Shortly after the Big Ten revealed its new divisions for the 2014 season, Brian Bennett weighed in on the winners and the losers of the league's new setup. Now it's your turn.
In the first of two polls, we're asking you which team, teams or, in one case, league-wide document was the biggest winner of the realignment.
Here are the candidates ...
Wisconsin: The Badgers were Bennett's pick as the biggest winners in the Big Ten's realigned divisions. He makes a compelling case. Wisconsin moves away from both Ohio State and Penn State, and stays away from Michigan. Although Wisconsin has won the first two Big Ten championships of the divisions era, its path to the league title game appears to be significantly easier in the West division than the East.
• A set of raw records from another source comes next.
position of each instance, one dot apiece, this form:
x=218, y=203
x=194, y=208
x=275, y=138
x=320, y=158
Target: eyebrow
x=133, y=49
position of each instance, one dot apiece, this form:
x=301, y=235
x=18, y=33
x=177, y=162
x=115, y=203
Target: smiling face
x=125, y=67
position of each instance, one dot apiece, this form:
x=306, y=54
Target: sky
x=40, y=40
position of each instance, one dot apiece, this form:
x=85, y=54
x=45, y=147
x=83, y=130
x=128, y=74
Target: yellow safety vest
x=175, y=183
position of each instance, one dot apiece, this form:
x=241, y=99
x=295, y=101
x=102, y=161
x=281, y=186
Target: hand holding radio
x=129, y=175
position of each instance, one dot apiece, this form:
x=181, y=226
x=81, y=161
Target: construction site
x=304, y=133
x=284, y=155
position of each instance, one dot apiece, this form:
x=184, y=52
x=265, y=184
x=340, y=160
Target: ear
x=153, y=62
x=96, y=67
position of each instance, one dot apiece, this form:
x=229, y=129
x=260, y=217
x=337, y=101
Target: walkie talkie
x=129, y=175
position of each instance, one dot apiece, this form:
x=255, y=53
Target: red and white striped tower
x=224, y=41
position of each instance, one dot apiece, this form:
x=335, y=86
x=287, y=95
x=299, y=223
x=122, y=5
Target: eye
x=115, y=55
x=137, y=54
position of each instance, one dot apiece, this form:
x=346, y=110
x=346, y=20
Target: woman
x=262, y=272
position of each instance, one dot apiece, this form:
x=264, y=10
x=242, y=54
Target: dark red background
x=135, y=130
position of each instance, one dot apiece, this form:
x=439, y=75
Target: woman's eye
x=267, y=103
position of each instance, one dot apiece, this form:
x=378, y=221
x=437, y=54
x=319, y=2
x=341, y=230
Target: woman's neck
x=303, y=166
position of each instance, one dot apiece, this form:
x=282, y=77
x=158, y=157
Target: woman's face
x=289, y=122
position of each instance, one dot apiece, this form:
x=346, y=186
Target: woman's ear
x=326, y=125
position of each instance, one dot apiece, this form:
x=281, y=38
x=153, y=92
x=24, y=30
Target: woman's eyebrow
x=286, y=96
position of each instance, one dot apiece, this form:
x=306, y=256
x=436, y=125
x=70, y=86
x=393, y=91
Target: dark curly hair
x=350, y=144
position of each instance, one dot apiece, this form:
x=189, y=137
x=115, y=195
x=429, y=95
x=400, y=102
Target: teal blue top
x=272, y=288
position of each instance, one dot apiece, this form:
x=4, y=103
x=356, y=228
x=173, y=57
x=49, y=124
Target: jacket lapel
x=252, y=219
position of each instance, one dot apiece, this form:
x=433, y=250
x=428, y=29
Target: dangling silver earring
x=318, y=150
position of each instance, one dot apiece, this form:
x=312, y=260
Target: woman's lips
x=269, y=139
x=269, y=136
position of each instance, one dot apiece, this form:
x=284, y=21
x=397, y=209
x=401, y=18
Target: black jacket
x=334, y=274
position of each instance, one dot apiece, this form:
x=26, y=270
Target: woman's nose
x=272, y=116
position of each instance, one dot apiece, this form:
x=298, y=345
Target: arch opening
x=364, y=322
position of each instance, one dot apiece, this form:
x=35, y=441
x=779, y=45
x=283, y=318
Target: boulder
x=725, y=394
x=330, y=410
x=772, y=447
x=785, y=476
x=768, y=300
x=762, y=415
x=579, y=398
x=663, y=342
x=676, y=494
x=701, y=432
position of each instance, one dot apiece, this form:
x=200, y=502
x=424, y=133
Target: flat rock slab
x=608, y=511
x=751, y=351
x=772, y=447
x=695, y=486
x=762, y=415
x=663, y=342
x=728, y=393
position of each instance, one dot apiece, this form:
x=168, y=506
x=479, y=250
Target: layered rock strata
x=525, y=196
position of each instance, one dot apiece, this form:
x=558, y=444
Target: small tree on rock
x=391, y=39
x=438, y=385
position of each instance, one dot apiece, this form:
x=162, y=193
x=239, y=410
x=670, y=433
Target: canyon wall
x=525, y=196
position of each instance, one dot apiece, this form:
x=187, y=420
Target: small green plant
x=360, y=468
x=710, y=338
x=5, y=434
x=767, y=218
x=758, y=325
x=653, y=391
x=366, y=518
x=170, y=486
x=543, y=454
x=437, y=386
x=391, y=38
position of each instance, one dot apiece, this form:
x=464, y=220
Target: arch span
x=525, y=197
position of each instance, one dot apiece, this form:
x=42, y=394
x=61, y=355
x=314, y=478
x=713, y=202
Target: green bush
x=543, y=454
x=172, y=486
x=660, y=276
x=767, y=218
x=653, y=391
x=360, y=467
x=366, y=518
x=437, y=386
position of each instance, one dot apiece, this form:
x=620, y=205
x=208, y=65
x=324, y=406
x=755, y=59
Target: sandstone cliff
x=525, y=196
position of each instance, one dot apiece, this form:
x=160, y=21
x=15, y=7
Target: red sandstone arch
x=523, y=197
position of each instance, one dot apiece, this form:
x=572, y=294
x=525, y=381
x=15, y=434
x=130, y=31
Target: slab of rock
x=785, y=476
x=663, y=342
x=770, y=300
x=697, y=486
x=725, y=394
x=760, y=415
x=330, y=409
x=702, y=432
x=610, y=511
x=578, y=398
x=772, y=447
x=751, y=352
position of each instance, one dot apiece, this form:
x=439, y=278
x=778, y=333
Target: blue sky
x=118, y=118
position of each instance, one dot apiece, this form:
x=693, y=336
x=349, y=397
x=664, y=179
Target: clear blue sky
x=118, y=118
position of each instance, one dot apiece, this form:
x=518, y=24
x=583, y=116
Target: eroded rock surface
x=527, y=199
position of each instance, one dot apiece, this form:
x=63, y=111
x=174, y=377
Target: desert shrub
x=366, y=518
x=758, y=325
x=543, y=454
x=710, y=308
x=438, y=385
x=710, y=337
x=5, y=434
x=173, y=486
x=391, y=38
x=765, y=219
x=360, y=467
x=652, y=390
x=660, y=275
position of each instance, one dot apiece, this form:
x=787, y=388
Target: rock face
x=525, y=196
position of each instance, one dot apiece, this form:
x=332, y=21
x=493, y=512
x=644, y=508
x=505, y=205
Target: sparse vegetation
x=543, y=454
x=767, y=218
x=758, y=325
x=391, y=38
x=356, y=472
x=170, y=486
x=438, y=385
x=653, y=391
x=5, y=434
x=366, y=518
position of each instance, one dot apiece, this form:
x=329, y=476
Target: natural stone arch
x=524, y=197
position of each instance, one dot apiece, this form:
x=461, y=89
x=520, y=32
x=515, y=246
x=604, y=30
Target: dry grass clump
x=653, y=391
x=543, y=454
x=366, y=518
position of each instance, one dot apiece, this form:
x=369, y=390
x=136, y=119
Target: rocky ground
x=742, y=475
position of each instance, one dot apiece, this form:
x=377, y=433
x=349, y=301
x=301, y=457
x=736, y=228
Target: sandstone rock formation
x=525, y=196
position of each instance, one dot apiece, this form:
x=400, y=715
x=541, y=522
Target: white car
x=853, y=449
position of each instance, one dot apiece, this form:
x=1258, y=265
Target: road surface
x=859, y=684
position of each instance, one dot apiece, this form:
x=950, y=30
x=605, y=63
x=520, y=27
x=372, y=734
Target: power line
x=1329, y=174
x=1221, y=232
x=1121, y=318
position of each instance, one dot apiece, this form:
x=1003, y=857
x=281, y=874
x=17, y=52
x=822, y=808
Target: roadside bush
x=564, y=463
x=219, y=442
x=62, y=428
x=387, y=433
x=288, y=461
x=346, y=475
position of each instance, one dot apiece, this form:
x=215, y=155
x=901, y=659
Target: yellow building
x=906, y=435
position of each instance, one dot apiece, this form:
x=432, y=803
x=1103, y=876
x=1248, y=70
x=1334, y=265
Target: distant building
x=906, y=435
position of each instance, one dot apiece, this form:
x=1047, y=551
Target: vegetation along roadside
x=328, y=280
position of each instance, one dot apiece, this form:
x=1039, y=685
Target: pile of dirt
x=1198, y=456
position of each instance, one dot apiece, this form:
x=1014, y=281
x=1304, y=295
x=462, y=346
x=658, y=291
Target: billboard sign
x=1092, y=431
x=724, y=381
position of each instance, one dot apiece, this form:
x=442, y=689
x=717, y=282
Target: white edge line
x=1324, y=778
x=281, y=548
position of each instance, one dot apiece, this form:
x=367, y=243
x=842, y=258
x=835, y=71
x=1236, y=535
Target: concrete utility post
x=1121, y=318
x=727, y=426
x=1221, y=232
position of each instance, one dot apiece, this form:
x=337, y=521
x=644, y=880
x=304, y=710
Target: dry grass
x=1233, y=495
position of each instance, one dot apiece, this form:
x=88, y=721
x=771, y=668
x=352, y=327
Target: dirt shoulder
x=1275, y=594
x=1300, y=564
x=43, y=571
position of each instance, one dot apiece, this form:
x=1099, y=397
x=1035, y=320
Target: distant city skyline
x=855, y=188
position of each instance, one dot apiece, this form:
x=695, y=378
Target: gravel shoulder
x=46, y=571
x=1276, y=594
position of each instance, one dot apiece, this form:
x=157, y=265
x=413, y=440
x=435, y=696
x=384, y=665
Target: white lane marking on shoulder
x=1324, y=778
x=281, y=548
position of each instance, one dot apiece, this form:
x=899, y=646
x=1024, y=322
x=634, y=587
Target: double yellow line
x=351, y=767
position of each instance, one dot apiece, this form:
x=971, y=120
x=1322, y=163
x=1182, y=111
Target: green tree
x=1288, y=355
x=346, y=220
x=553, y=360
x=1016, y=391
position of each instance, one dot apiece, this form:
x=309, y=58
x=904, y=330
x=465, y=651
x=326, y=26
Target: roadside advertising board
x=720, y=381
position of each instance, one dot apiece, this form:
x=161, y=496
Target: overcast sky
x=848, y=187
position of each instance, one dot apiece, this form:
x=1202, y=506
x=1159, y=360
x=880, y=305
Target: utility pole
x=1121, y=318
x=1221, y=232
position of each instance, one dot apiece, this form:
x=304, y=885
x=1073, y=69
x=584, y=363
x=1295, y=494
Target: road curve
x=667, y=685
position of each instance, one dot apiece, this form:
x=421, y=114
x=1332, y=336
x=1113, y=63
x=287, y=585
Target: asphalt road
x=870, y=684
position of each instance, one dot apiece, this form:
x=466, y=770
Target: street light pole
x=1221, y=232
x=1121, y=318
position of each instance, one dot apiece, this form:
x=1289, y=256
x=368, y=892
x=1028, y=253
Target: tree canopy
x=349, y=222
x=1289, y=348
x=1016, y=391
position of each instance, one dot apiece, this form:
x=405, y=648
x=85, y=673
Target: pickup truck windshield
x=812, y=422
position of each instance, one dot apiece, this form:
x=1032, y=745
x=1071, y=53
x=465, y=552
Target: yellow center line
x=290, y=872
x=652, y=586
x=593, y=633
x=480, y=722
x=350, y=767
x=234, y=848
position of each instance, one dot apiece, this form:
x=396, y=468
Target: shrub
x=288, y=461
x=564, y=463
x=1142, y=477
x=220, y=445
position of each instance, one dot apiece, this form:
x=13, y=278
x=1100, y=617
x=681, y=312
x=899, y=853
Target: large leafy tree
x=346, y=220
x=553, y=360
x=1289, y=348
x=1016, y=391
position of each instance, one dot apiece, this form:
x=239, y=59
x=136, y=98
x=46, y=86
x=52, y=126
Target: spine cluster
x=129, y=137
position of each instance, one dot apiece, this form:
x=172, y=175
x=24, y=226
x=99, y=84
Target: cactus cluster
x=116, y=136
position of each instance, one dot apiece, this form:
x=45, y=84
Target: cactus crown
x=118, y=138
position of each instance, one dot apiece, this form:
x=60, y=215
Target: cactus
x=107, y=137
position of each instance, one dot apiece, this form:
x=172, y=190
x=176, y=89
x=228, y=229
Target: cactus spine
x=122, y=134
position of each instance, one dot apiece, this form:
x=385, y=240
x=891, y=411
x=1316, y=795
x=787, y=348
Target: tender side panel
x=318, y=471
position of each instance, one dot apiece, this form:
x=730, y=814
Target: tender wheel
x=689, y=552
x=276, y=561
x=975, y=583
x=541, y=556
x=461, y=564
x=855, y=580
Wisconsin also is the only West division team not to take a significant prolonged dip on the field in the past decade. Plus, the Badgers maintain traditional annual rivalries with both Minnesota and Iowa, and keep a potentially spicy new rivalry against Nebraska.
Purdue: One team from the Eastern time zone had to go West, and Purdue, located slightly West of in-state rival Indiana on the map, proved to be the pick. The Boilers don't have to contend with Ohio State, Michigan or Penn State in the division, and their road back to the form they showed from 1997-2003 under Joe Tiller seems a lot easier in the West. They get to keep the annual Bucket game against the Hoosiers. They'll also play more often in the Chicago area, a fertile recruiting territory for the program.
Michigan/Ohio State: The rivals are paired together because they wanted to be in the same division and keep The Game where it is. They get both in the new alignment. There will be no rematch in the Big Ten championship game, which could have watered down the teams' traditional game. Michigan gets rival Michigan State in the division, and Ohio State will be able to maintain its annual series against Penn State. Sure, the division looks loaded, but these teams are the two biggest reasons why.
Maryland/Rutgers: The Big Ten's two newest members undoubtedly have to upgrade their programs to compete in a tougher conference and in an extremely challenging division. But having national programs like Ohio State, Michigan and Penn State come to their home stadiums every other year should help both the Terrapins and the Scarlet Knights build their brands and boost revenue, enthusiasm and recruiting efforts. Although both teams could take their lumps early on, both should be better off in the long run.
The Big Ten's next TV contract: In case you haven't figured it out, TV revenue drives college football, and the Big Ten is the last in line to negotiate a new deal in a super-sized environment. Annual division games between Ohio State, Penn State and Michigan will appeal to the TV folks, as will regional matchups like Wisconsin-Nebraska. The Big Ten will use "parity-based scheduling" in the first 18 years of division play, which will match up the top teams in each division more often -- another selling point for TV.